The international symposium, “The Ocean, a Natural Laboratory: Insights and Challenges of Knowledge in the Territory,” included a presentation by Prof. Dr. Esther Turnhout of the University of Twente, the Netherlands, who thanked the invitation and highlighted the importance of Chile. Natural laboratories around the world, in addition to the work being done by the Central and North Ocean Natural Laboratories node.
Participatory governance, the integration of multiple knowledge systems, and the return of results to communities were key topics guiding discussion at the international symposium “The Ocean is a Natural Laboratory: Visions and Challenges of Knowledge in the Territory,” an event organized by Hu. Node Lab Northern Ocean Nature Centeralong with the eight institutions associated with the project, which he leads Catholic University of the North (UCN) Coquimbo headquarters, through Public Policy Institute.
“It’s a very exciting initiative in trying to reconcile knowledge with action, not only on land but also in the ocean, which of course has a level of complexity and uncertainty that is unprecedented. I think for people who have done most of their work in social or terrestrial systems, it’s hard to understand how much things That we don’t know about the ocean, so these uncertainties and the risks and the complexity of human actors and non-humans make this very exciting,” said Dr Turnhout.

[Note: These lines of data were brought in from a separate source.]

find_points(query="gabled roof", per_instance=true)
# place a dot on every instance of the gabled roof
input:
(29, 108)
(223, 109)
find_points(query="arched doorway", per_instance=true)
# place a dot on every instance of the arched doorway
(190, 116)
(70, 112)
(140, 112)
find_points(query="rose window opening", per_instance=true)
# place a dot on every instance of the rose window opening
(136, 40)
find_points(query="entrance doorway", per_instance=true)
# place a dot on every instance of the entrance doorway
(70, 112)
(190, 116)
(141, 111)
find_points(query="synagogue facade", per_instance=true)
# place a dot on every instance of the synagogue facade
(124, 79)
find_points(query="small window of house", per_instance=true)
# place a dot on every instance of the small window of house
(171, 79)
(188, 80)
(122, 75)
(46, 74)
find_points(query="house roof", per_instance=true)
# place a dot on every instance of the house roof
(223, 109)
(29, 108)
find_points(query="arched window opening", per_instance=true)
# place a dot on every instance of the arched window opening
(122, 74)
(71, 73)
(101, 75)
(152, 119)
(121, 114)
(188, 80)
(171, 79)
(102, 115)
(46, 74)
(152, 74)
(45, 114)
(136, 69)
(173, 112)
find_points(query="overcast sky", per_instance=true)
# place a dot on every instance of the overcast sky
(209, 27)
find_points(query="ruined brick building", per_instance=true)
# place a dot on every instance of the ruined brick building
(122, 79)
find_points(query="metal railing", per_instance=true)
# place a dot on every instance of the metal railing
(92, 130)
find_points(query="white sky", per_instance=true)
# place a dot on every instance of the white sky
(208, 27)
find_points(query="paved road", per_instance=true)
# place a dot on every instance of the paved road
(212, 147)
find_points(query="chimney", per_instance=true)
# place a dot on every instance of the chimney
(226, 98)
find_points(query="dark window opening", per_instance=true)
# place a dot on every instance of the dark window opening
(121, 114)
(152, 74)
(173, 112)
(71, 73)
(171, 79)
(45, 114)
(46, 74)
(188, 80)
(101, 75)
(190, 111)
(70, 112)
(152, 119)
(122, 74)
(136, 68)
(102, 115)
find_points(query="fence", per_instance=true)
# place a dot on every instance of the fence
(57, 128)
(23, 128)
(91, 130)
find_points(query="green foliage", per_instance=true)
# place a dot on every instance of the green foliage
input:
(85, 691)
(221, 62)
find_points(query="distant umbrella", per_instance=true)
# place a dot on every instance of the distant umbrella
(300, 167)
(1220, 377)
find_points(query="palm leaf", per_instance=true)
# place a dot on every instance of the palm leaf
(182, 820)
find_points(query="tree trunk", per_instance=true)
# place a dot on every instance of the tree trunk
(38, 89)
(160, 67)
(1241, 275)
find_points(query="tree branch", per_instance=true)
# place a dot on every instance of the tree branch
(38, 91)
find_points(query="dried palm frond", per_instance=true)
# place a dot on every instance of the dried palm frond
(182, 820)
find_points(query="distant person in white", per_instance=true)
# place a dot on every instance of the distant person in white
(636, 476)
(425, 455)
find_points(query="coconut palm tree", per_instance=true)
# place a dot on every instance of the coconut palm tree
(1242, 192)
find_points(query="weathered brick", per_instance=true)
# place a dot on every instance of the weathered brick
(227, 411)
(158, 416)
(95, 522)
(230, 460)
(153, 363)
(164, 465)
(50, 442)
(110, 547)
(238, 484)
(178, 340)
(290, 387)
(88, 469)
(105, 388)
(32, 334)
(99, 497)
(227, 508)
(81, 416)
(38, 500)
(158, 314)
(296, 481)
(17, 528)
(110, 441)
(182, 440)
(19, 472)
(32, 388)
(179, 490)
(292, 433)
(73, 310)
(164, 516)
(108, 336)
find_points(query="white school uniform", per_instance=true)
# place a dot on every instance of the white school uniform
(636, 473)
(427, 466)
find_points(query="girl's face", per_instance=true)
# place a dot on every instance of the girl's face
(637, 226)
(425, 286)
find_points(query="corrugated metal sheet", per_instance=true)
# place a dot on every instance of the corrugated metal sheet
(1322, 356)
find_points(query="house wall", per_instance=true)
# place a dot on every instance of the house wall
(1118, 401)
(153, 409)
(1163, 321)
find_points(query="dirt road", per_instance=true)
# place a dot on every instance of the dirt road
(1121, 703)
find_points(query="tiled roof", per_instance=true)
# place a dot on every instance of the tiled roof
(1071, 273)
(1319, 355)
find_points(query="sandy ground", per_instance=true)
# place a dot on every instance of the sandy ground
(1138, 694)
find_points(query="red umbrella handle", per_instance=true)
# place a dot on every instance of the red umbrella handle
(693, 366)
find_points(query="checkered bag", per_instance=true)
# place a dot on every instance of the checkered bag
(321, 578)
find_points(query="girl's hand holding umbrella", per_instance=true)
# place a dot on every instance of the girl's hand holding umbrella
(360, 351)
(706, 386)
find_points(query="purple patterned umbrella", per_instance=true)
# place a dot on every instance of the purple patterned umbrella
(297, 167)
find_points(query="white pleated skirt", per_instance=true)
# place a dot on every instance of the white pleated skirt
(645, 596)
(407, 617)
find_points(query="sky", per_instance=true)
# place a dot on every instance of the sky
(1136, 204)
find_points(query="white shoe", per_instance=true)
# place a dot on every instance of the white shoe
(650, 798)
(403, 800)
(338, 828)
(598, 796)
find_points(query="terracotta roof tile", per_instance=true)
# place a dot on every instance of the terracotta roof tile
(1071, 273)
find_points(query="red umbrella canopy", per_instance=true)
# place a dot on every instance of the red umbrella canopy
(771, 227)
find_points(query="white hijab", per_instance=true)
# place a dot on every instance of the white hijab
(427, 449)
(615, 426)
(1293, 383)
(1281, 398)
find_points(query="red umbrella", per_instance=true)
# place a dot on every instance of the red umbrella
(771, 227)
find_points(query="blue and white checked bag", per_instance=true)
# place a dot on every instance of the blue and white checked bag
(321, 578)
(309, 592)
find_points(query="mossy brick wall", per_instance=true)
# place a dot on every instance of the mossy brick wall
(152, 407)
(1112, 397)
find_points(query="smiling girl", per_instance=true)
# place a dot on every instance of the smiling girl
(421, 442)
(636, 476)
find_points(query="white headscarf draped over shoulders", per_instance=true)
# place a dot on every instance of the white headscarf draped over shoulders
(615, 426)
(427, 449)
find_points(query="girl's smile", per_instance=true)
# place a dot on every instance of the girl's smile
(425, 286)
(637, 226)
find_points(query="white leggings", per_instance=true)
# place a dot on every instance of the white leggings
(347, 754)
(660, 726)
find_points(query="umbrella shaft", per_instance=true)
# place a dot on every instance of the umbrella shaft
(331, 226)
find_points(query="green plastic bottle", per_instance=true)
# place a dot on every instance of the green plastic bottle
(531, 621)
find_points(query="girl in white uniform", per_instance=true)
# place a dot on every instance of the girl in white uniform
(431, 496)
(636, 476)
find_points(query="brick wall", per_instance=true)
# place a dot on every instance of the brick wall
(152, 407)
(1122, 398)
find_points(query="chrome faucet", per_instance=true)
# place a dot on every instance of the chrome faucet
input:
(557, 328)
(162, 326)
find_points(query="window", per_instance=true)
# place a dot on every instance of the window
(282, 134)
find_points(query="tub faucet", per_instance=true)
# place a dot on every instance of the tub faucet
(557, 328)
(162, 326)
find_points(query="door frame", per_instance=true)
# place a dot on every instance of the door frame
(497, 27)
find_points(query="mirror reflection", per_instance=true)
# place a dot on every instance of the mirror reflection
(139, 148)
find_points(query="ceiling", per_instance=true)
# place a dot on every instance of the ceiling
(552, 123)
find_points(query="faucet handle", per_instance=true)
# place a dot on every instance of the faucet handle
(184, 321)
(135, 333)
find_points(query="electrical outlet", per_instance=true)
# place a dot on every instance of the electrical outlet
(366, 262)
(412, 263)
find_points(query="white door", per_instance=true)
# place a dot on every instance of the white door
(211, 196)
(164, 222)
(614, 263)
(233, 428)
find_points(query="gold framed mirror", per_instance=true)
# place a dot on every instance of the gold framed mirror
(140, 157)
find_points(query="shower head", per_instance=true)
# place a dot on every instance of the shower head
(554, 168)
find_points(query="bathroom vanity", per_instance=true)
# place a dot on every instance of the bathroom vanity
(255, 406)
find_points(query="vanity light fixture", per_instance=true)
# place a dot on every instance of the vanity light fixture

Challenges in co-production
Highlighting the challenges of the interdisciplinary work developed through Node, as well as identifying different ways to promote it based on the multiple experiences of other projects, was one of the goals of this seminar, an example in which Dr. -glad. Professor at the Institute of Biology of the Federal University of Bahia, and Coordinator of the National Institute of Science and Technology in Interdisciplinary and Interdisciplinary Studies in Brazil; He explained the challenges that exist in scientific work with regional communities, noting the importance of creating a truly participatory process in which both parties participate horizontally.
“There is injustice in the ecosystem, because we are not able to take into account other societies and other peoples, and we can only see what matters to us and treat it as data and we do not care what these societies around the world think, and also do we really participate in the process of knowledge integration or That we treat it as a source of data? We always see everything from our own point of view, and this should worry us, and we should try to move towards a truly participatory process,” he said.
In the face of these exposed challenges, the President of the National Federation of Artisanal Fishers of Chile, Zoila Bustamante, stressed the need to move forward while maintaining a permanent dialogue with the actors living in the coastal region. “We can have a dialogue together to learn about the different realities, there is real knowledge we have and the scientific knowledge of those who came before us and it must be combined to make it something good for everyone,” the CONAPACH president stressed.
Meanwhile, Dr. Turnhout noted the ongoing challenge of the science-policy nexus to effect tangible changes in management and biodiversity, and in response to environmental problems. “We have seen a more participatory change in science, on many issues where knowledge and policy practices come together, and in many cases there are disagreements and we see participation as a solution to be able to face the context, where science and technology are applied in order to be able to face the demands of the actors,” he said. political and social, as well as the ability to organize good relations between science, politics and society.
challenges in time
For his part d. Stefan Gilcic. The Director of the Millennium Institute of Sociology and Coastal Ecology (SECOS) provided his insights on one of the other challenges highlighted at the conference, on the tenure of a decade to achieve co-production processes that allow the use of innovative ocean management measures.
“We can’t pretend that projects that aim to improve sustainability, that work with different kinds of knowledge, sometimes with one kind or the other, have the same time cycles as the time cycles for science funding. I think the blessing of these decades is that they change some of those time cycles that They are often discrete.”It is difficult to implement participatory processes with a three-year research project,” said the director of the Milenio Sykos Institute.
Faced with this situation, Marcelo Olivares, Node Director of the Northern Natural Ocean Laboratory and Alternate Director of IPP-UCN Coquimbo, emphasized collaborative work between regional institutions and communities, with the aim of guiding the world of work.
“It is important to promote and highlight the collaborative efforts of the institutions and the participation of the Territories, in order to give direction and importance to scientific work, thus contributing to the sustainable development of the coastal region, and to the promotion of science, technology, knowledge and innovation about the unique characteristics of the Chilean ocean,” said Ocean Node Director.